Bernard Marr’s article “Finding Value in all Data Types,” is far more accurate than most of us realize. ‘Dark’ data is the massive amount of undocumented copy, written emails, DMs and collected data that exists but is never analyzed. If you start to consider how much information lives in your email alone, you have not comprehended a fraction of a percentage point of the untouched and valuable material across all industries.
Unstructured data comprises about 85% of all data recorded annually. The lack of consistent, efficient processes for handling dark data means that every year 90% of this unstructured data is never analyzed according to the IDC. It gets collected for compliance or security measures, but usually amounts to little more than a security precaution.

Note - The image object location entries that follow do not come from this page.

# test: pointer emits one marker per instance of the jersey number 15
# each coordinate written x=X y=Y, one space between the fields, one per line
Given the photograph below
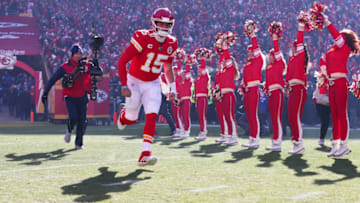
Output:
x=154 y=67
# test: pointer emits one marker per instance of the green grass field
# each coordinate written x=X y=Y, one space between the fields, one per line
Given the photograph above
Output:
x=37 y=166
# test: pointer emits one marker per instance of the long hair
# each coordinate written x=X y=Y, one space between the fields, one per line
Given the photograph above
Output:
x=236 y=66
x=272 y=52
x=307 y=62
x=352 y=40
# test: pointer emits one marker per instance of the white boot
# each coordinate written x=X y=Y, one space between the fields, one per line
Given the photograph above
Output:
x=252 y=144
x=185 y=134
x=343 y=149
x=201 y=136
x=231 y=140
x=298 y=147
x=275 y=147
x=177 y=133
x=222 y=139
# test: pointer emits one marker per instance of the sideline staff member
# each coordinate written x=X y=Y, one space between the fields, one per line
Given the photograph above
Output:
x=75 y=96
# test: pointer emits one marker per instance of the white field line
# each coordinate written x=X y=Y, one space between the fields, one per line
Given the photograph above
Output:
x=4 y=172
x=209 y=188
x=121 y=183
x=310 y=194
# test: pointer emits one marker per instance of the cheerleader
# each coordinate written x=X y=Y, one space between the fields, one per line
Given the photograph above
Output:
x=185 y=96
x=296 y=84
x=346 y=44
x=202 y=84
x=250 y=86
x=216 y=94
x=274 y=86
x=321 y=99
x=227 y=85
x=175 y=104
x=178 y=76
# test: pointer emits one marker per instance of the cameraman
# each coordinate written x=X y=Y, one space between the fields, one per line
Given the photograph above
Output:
x=75 y=93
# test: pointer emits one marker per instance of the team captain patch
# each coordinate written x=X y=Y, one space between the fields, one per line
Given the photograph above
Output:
x=169 y=50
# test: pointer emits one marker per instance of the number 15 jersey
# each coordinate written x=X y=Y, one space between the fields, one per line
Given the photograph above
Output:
x=147 y=56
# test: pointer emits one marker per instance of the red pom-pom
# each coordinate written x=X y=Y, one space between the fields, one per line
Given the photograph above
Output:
x=317 y=15
x=190 y=59
x=230 y=38
x=250 y=27
x=276 y=28
x=180 y=54
x=304 y=18
x=203 y=53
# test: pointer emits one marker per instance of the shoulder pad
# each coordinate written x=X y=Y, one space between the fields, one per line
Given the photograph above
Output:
x=172 y=39
x=140 y=33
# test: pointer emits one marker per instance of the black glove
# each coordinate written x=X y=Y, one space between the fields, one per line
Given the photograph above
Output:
x=44 y=99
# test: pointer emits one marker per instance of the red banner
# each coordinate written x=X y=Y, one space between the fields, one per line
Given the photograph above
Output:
x=19 y=36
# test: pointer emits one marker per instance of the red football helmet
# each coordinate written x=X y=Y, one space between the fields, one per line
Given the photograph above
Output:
x=163 y=15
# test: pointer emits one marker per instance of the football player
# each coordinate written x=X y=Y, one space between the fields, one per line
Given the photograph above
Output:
x=149 y=51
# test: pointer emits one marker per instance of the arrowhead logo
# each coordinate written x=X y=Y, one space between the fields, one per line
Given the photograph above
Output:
x=7 y=62
x=101 y=96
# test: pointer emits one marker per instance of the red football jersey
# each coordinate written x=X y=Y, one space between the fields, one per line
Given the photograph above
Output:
x=147 y=56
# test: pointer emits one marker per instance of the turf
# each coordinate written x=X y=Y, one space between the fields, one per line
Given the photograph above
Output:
x=37 y=166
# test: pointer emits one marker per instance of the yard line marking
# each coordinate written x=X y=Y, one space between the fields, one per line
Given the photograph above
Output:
x=302 y=196
x=122 y=183
x=209 y=188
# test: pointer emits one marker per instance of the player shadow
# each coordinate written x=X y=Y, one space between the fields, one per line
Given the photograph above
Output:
x=296 y=163
x=39 y=158
x=341 y=167
x=268 y=158
x=323 y=148
x=206 y=150
x=166 y=140
x=98 y=188
x=185 y=144
x=240 y=155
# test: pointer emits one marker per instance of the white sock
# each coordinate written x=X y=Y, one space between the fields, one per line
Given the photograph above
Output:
x=146 y=146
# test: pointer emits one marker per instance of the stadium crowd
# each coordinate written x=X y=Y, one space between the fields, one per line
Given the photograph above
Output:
x=62 y=23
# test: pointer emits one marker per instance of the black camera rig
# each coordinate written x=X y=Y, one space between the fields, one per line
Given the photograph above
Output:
x=96 y=72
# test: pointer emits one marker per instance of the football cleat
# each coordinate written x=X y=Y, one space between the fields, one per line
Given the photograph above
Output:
x=67 y=137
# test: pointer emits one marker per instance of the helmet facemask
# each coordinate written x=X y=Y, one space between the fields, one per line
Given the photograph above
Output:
x=163 y=31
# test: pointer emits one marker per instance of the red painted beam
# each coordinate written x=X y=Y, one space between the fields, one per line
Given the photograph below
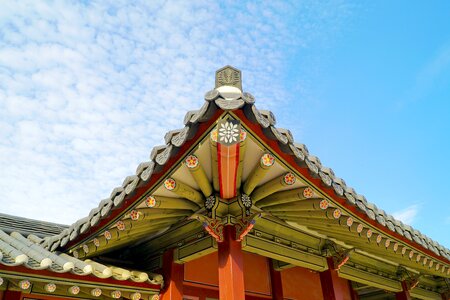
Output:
x=11 y=295
x=173 y=277
x=231 y=267
x=332 y=286
x=404 y=294
x=276 y=283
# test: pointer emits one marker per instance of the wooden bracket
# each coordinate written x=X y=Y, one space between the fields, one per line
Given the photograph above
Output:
x=338 y=256
x=410 y=281
x=245 y=224
x=214 y=227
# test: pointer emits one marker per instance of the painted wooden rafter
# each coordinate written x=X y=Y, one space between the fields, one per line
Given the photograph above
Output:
x=245 y=224
x=266 y=161
x=195 y=168
x=183 y=190
x=213 y=227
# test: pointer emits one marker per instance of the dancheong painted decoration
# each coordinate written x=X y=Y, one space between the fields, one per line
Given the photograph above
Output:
x=230 y=207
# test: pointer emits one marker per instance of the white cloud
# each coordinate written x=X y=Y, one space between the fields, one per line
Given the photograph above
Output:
x=87 y=89
x=407 y=215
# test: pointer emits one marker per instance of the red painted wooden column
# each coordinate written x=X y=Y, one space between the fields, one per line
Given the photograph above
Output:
x=276 y=283
x=404 y=294
x=331 y=289
x=173 y=278
x=231 y=275
x=12 y=295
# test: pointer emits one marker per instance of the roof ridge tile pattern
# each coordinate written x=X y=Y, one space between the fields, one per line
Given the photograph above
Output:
x=17 y=250
x=176 y=138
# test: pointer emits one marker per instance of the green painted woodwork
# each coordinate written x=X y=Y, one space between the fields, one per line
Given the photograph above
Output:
x=371 y=279
x=277 y=251
x=171 y=203
x=196 y=249
x=268 y=188
x=284 y=231
x=282 y=197
x=201 y=179
x=255 y=176
x=424 y=294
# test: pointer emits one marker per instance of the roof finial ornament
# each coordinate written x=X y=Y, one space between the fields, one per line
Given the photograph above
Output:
x=228 y=76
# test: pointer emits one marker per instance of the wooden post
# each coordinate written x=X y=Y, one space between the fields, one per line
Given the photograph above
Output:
x=231 y=275
x=404 y=294
x=11 y=295
x=173 y=278
x=331 y=289
x=276 y=283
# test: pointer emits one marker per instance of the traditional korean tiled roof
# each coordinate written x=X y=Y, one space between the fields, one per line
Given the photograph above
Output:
x=17 y=250
x=58 y=273
x=27 y=226
x=244 y=104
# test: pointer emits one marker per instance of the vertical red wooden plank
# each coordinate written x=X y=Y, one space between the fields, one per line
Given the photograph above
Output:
x=12 y=295
x=276 y=282
x=173 y=277
x=327 y=285
x=334 y=287
x=354 y=295
x=231 y=275
x=404 y=294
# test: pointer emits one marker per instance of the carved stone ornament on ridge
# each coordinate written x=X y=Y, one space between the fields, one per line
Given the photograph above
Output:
x=228 y=76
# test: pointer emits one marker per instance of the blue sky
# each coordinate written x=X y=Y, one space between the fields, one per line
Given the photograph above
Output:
x=86 y=90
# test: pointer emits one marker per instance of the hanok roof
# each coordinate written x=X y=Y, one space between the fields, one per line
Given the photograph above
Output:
x=319 y=202
x=57 y=273
x=27 y=226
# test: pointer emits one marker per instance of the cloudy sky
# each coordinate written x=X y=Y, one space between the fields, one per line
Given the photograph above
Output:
x=88 y=88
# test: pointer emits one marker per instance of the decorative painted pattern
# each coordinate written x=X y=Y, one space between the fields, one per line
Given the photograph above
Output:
x=214 y=135
x=150 y=201
x=191 y=161
x=74 y=290
x=379 y=238
x=96 y=292
x=324 y=204
x=134 y=215
x=267 y=160
x=349 y=221
x=228 y=132
x=107 y=235
x=170 y=184
x=243 y=135
x=50 y=287
x=210 y=202
x=308 y=193
x=337 y=213
x=120 y=225
x=116 y=294
x=246 y=200
x=359 y=228
x=289 y=178
x=395 y=247
x=403 y=250
x=24 y=284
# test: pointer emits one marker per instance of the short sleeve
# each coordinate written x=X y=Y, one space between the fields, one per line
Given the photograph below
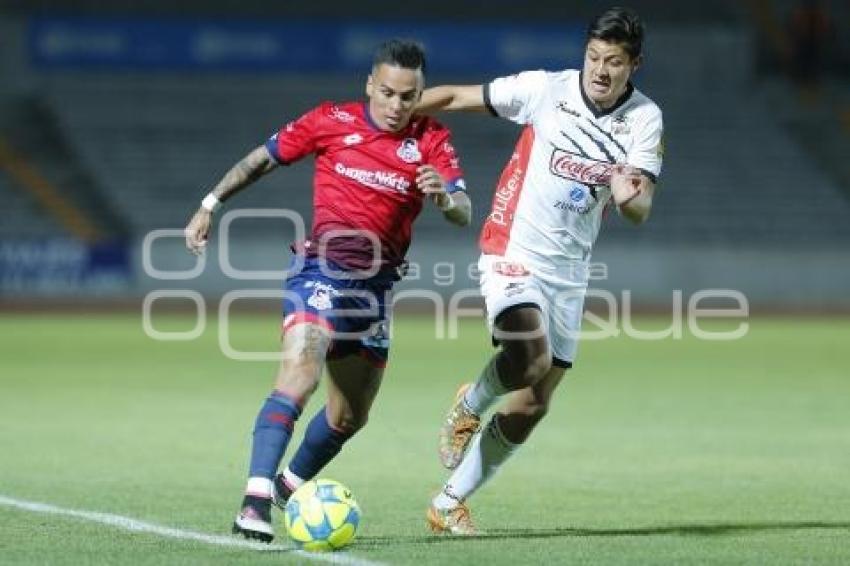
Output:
x=297 y=138
x=647 y=152
x=516 y=97
x=444 y=158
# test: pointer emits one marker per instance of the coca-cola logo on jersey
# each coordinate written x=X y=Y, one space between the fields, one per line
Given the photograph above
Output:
x=577 y=168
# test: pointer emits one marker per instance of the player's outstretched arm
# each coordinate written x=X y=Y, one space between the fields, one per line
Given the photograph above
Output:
x=452 y=97
x=248 y=170
x=632 y=192
x=456 y=207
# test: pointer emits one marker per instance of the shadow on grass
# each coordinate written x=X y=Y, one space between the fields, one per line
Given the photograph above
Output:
x=714 y=529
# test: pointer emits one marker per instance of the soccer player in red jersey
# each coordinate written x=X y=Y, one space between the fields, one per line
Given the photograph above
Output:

The sheer sprawl of data across different locations and systems means that businesses need to be intentional about developing strategies to analyze it and a plan for how it will be used. This is where Natural Language Processing (NLP) can play a key role in making unstructured data usable and readable. NLP works in tandem with artificial intelligence and machine learning to expedite data preparation which used to take weeks, even months when it was a human task. The applications are wide-ranging and customizable, from making sense of legal, health, scientific, and maintenance notes in contracts and regulatory documents, project schedules and PDFs, or scanning millions of pieces of internet social media content to locate similar and relevant material.
State-of-the-art NLP and AI like Plasticity visualizes connections among words, phrases, sentences, and documents. Its ability to recognize relationships and attributes helps machines “read” through terabytes of dark data at 6,000 sentences per second, and make sense of information like humans do; an exponential leap above existing data solutions. The creativity that developers invest in this kind of software gets optimized in the flexible and adaptive learning skills of NLP. Programming and data preparation require intensive creative effort, and the human-language connection behind NLP development is what allows us to have smarter, more complete solutions when we combine it with AI.
Consider the benefit to having AI/NLP when applied to electronic health records, legal documentation, fleet records, or decisions around military budgets, and endless other applications. Not only are we performing true due diligence around our records and data. We are also drilling a hole into the dark and casting a light on information that can give us more complete histories. Now, we can have the timeline, and material to understand why decisions were made; getting to know the full story on who was in the room, and the facts at the time when those decisions were made.
We also need to recognize the value of AI/ML/NLP in its application for public safety and security. The cyber world is a modern battleground, where ordinary citizens and our government are being targeted and infiltrated. The DoD and Intelligence Community are actively embracing AI to support their efforts to crawl and scrape social media and the Internet at large in search of bad actors, terrorist cells and other threats to our government.
While many taking the first important steps to bringing dark data into the light, the future of this path must also include intelligent solutions like NLP if we want to make the jump to actual breakthroughs and bring the speed and machine comprehension needed to harness dark data.